AdaVideoRAG: Omni-Contextual Adaptive Retrieval-Augmented Efficient Long Video Understanding
Topics
Abstract
Multimodal Large Language Models (MLLMs) perform well in video understanding but degrade on long videos due to fixed-length context and weak long-term dependency modeling. Retrieval-Augmented Generation (RAG) can expand knowledge dynamically, yet existing video RAG schemes adopt fixed retrieval paradigms that ignore query difficulty. This uniform design causes redundant computation and latency for simple queries, while coarse retrieval for complex, multi-hop reasoning can miss key information. Such single-step retrieval severely limits the trade-off between efficiency and cognitive depth. We propose AdaVideoRAG, an adaptive RAG framework for long-video understanding. A lightweight intent classifier dynamically selects suitable retrieval schemes according to query complexity from the simplest to the most sophisticated. We design an Omni-Knowledge Indexing module that extracts and organizes multi-modal information into three databases: (1) a text base built from clip captions, ASR, and OCR; (2) a visual base; and (3) a knowledge graph for deep semantic understanding.

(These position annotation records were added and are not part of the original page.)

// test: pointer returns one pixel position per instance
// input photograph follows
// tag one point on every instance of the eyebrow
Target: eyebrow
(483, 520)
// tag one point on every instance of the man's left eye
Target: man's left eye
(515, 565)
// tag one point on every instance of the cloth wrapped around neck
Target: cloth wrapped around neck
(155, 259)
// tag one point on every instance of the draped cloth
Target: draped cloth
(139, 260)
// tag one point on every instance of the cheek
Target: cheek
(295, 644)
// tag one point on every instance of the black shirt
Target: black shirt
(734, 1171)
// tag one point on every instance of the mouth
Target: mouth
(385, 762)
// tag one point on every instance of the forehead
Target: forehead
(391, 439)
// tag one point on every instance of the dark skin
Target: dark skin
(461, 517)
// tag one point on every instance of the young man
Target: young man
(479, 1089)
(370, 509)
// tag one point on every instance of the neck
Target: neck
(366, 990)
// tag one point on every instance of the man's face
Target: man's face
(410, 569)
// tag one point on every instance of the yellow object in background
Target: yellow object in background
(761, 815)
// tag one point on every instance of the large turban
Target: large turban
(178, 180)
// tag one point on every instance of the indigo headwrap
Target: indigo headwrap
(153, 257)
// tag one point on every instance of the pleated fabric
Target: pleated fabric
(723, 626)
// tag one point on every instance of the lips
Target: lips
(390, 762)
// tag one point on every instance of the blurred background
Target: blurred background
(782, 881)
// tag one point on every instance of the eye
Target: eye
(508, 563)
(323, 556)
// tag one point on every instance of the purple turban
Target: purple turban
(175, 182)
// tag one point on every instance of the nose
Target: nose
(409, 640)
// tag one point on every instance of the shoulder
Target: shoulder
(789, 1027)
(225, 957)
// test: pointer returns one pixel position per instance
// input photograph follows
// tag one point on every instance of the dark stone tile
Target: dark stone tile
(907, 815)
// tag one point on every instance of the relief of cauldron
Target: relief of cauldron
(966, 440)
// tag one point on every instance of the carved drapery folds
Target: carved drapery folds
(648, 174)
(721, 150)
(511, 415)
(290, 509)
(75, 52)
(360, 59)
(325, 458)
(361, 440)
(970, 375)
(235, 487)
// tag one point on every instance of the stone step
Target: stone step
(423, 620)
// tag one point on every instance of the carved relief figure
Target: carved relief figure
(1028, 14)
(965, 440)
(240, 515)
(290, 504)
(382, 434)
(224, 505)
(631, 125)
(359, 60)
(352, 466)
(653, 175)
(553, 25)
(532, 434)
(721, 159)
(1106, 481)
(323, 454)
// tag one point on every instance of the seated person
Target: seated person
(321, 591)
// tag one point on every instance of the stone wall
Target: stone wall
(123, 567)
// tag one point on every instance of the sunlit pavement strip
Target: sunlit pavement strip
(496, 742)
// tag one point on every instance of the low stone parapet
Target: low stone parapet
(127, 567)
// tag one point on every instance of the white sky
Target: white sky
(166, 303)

This supports hierarchical knowledge access, from naive retrieval to graph-based retrieval, balancing resource cost and reasoning ability. To evaluate deep understanding, we further construct the HiVU benchmark. Experiments show that AdaVideoRAG significantly improves both efficiency and accuracy on long-video QA tasks and can be seamlessly plugged into existing MLLMs through lightweight APIs, establishing a new paradigm for adaptive retrieval-augmented video analysis.